Il modello del processo di Helsinki può fare da battistrada per i rapporti
mediterranei che dovrebbero essere riorganizzati con la convocazione di una
Conferenza per la pace e la cooperazione, aperta alla partecipazione di UE, Israele,
paesi arabi, Stati Uniti, Russia, Lega Araba e Nazioni Unite.
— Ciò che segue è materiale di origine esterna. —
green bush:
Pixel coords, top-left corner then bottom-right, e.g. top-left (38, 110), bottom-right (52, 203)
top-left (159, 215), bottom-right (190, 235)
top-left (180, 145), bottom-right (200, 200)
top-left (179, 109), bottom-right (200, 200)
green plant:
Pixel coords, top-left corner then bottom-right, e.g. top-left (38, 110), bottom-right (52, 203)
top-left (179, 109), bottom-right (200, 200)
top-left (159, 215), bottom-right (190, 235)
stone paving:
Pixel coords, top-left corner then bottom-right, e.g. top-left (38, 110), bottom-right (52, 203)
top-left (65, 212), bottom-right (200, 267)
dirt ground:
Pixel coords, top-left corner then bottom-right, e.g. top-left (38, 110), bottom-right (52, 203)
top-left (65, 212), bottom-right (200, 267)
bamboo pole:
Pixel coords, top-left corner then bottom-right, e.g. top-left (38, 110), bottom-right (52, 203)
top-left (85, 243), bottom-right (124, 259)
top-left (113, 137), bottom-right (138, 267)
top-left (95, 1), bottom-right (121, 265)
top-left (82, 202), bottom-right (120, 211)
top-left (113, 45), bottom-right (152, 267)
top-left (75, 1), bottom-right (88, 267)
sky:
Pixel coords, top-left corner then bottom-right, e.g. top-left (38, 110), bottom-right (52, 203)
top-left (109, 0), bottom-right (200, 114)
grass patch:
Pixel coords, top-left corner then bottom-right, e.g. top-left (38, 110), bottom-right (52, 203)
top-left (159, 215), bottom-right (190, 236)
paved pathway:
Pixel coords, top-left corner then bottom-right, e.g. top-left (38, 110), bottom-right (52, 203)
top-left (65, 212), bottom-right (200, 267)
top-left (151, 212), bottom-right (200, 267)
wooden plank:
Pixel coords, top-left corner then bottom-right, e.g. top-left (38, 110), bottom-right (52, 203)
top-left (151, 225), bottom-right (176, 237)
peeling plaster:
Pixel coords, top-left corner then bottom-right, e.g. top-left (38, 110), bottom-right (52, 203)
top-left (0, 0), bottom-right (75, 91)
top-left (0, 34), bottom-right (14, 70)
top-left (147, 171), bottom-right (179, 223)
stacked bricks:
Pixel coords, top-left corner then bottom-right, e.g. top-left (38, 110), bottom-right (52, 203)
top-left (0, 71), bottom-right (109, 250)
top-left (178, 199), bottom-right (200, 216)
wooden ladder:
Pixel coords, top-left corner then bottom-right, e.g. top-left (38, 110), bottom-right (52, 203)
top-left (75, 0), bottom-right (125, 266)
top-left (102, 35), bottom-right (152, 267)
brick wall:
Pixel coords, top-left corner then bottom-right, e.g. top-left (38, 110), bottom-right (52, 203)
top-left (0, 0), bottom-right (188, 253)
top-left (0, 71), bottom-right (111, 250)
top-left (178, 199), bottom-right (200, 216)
Il nuovo percorso potrebbe essere convocato a Gerusalemme e assumerne il
nome.
I punti da porre all’OdG dei lavori dovrebbero essere la pace, la sicurezza e la
democrazia, oltre a quelli già indicati nel Processo di Barcellona (1995) e
dall’Unione per il Mediterraneo (UpM-2008). I supporti storici per una nuova
politica possono essere espressi dalla Dichiarazione di Venezia del 1980 (fu alla
base delle trattative e degli Accordi di Oslo del 1993 che portarono in seguito alla
nascita dell’Autorità nazionale palestinese) e il piano “terra per la pace” della Lega
Araba del marzo 2002. L’Unione per il Mediterraneo già dispone di organismi
finanziari, come il FEMIP (
Facility for Euro-Mediterranean Investment and
Partnership
, assistito dalla BEI) e progetti infrastrutturali nei settori dei trasporti,
dell’acqua e della diversificazione energetica. Potrebbe disporre delle risorse
procurate dalla rendita petrolifera attratte dagli investimenti in Fondi di sviluppo
in euro copartecipati dall’UE e dai paesi del Golfo. A fronte dello stato
insoddisfacente della cooperazione va, tuttavia, rilevata la mancanza di una reale
volontà politica europea, riconducibile agli interessi divergenti degli Stati europei
nell’attuale quadro intergovernativo, e quindi all’assenza di una politica estera e di
sicurezza unica di competenza esclusiva di un governo federale europeo.